Cochineal is the red coloring produced from the manufacture or process of the Cochineal (Dactylopius coccus), a scale insect that produces and stores a deep reddish-maroon color inside its body. Although the thought of eating ground up bugs is not very appealing, it is a natural coloring that has been used for hundreds of years, and is still used today. Carmine is the cochineal product further refined and processed.
These authentic ‘recipe’ come from The Complete Confectioner, Pastry-Cook and Baker.
As the author states:
One of the principal colours requisite for the confectioner’s use is coccinella, or cochineal. The sorts generally sold are the black, silver, foxy, and the granille. The insect is of two species, the fine and the wild cochineal; the fine differs from the wild in size, and is also covered with a white mealy powder. The best is of a deep mulberry colour, with a white powder between the wrinkles, and a bright red within.
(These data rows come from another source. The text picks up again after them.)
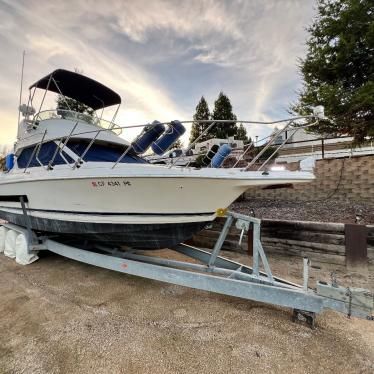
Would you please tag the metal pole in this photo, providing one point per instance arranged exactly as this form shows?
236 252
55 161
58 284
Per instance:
20 92
220 240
A great deal of adulteration is practised with this article, both at home and abroad; it is on this account that persons prefer the silver grain, because it cannot be so well sophisticated. Good cochineal should be heavy, dry, and more or less of a silvery colour, and without smell.
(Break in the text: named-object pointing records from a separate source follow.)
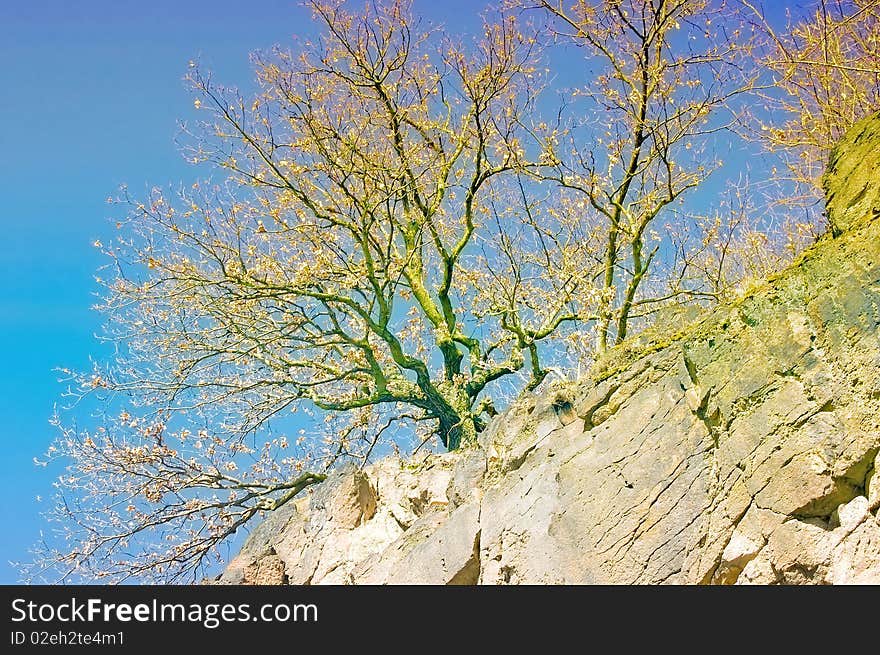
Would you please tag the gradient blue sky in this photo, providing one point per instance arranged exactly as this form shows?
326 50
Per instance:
90 96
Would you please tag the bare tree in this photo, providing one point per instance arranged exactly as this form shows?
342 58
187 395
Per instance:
661 82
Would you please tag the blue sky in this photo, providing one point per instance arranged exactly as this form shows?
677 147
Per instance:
90 96
91 93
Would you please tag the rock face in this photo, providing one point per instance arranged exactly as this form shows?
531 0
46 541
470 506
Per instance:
741 449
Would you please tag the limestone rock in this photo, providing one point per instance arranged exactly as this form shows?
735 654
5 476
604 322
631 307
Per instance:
743 449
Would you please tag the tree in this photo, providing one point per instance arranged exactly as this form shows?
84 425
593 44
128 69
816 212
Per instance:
826 76
663 78
376 251
393 241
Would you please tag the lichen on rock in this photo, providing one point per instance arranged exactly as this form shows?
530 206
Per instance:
742 449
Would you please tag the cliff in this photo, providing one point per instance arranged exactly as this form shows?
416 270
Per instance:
741 449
To prepare the recipe for a rich red coloring, these ingredients are called for: cochineal, river water, potash or soda, powdered alum, and optionally powdered loaf sugar. To prepare the recipe for Carmine, these ingredients are further needed: filtered water, alum, and possibly solution of tin or solution of green vitriol (described below).
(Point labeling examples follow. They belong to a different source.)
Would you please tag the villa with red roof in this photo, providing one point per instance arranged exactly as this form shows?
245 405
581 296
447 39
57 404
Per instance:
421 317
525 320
After all this, it makes you appreciate just going to the market and finding food coloring in any shade you need for your projects, whenever you need it.
The recipe for Cochineal:
To Prepare Cochineal – Pound an ounce of cochineal quite fine, and put it into a pint of river water with a little potash or soda, and let it boil; then add about a quarter of an ounce powdered alum, the same of cream of tartar, and boil for ten minutes; if it is required for keeping, add two or three ounces of powdered loaf sugar.
The recipe for Carmine:
Carmine – Reduce one ounce of cochineal to a fine powder, add to it six quarts of clear rain or filtered water, as for cochineal. Put this into a large tin saucepan, or a copper one tinned, and let it boil for three minutes, then add twenty-five grains of alum, and let it boil two minutes longer; take it off the fire to cool; when it is blood warm pour off the clear liquor into shallow vessels, and put them by to settle for two days, covering them with paper to keep out the dust. In case the carmin has not separated properly, add a few drops of a solution of tin, or a solution of green vitriol, which is tin dissolved in muriatic acid, or the following may be substituted: – one ounce and a half spirit of nitre, three scruples of sal-ammoniac, three scruples of tin dissolved in a bottle, and use a few drops as required. When the carmine has settled, decant off the clear which is liquid rouge. The first sediment is Florence lake, which remove, and dry the carmine for use. This preparation is by far superior to the first, for in this same colour is obtained as before, which is the liquid rouge, the other and more expensive parts being invaribly thrown away. The carmine can be obtained by the first process, as can be seen if the whole id poured into a clear bottle and allowed to settle, when the carmine will be deposited in a layer of bright red near the bottom. It produces about half an ounce of carmine.
Different shades can be made using this red:
Purple – Mix carmine or cochineal, and a small portion of indigo.
Lilac – The same, making the blue predominate.
Orange – Yellow, with a portion of red.
Gold – The same, but the yellow must be more in excess.